Um dos projetos, que virou livro e agora tem formato de exposição de artes mais visuais, é baseado em entrevistas com pessoas que levam vidas normais, de seu "círculo afetivo", mas sobrecarregadas pela "guerra, ditadura, mochila do exílio". , Conflitos históricos ao longo do século XX".

Por exemplo, uma das entrevistas teve uma sequência contínua com 15 metros de páginas de desenho e, portanto, continha um experimento que não poderia ser escrito em livro.

Outro projecto de entrevistas concebido diz respeito a gerações de imigrantes portugueses que vivem em Commodore Rivadavia, uma região na costa sul da Argentina.

Júlia Barata disse que conheceu factos “muito interessantes” sobre os imigrantes portugueses num seminário em Comodoro Rivadaya, há dois anos, a convite do Instituto Camões. História: “Dá-me a cabeça a girar, há tantos imigrantes de Portugal. Blas de Alportel, o Algarve, pergunto-me como foi escolhido este lugar desolado e como vive a gente".

Há também um projeto de adaptação do livro “Caderno de Memórias Coloniais” com a autora Isabella Figueiredo, mas isso “vai levar tempo e tempo”.

“O nicho de mercado dos quadrinhos e das histórias em quadrinhos, acredito que muitas vezes a literatura acaba ficando nas mãos das pessoas como forma de estabelecer seu próprio processo criativo. Candidatei-me a recursos criativos porque o mercado de trabalho não é favorável”, mas sem sucesso, ele lamenta.

Porque “o processo de produção de livros não tem financiamento, as pessoas dedicam o seu tempo livre, até altas horas da madrugada.
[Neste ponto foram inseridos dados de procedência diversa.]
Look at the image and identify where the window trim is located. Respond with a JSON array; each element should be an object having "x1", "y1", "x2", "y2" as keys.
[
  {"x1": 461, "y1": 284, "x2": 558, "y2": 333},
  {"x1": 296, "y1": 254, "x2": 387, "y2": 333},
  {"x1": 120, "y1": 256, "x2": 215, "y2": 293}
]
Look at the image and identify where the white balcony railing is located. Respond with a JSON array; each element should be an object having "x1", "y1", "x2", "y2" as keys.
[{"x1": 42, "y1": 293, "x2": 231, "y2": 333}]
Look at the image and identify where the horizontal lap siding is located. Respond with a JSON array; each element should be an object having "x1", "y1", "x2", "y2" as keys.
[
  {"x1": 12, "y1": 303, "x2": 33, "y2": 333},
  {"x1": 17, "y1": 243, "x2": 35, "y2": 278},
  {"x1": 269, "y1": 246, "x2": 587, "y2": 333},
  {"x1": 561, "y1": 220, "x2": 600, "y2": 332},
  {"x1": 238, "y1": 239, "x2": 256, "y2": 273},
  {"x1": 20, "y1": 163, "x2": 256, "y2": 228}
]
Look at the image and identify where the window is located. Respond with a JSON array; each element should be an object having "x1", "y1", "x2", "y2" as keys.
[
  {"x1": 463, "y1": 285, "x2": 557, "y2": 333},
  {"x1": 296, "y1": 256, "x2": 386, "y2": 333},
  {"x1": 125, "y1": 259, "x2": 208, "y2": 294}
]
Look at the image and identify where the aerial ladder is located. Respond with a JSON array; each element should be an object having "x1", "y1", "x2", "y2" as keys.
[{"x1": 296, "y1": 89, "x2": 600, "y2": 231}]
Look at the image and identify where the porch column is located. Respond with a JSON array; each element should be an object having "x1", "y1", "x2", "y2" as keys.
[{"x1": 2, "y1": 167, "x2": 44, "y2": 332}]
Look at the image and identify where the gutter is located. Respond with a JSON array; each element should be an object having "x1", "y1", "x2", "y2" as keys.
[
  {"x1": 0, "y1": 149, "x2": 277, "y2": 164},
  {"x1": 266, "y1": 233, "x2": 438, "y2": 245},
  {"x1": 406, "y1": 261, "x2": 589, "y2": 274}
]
E depois, sim, existe um mercado, mas não reflecte o tempo que leva”.

Ela disse que Julia Baratta permaneceria em Buenos Aires, embora a vida na Argentina fosse “terrível” depois que Javier Millay foi eleito presidente.

“Este foi um dos anos mais violentos politicamente que vivi na Argentina. Vivemos sob um governo que, além de muitas coisas das quais discordo, está em guerra pessoal contra a cultura. fecha todos os apoios e portas que podem ser abertas ao campo cultural", criticou.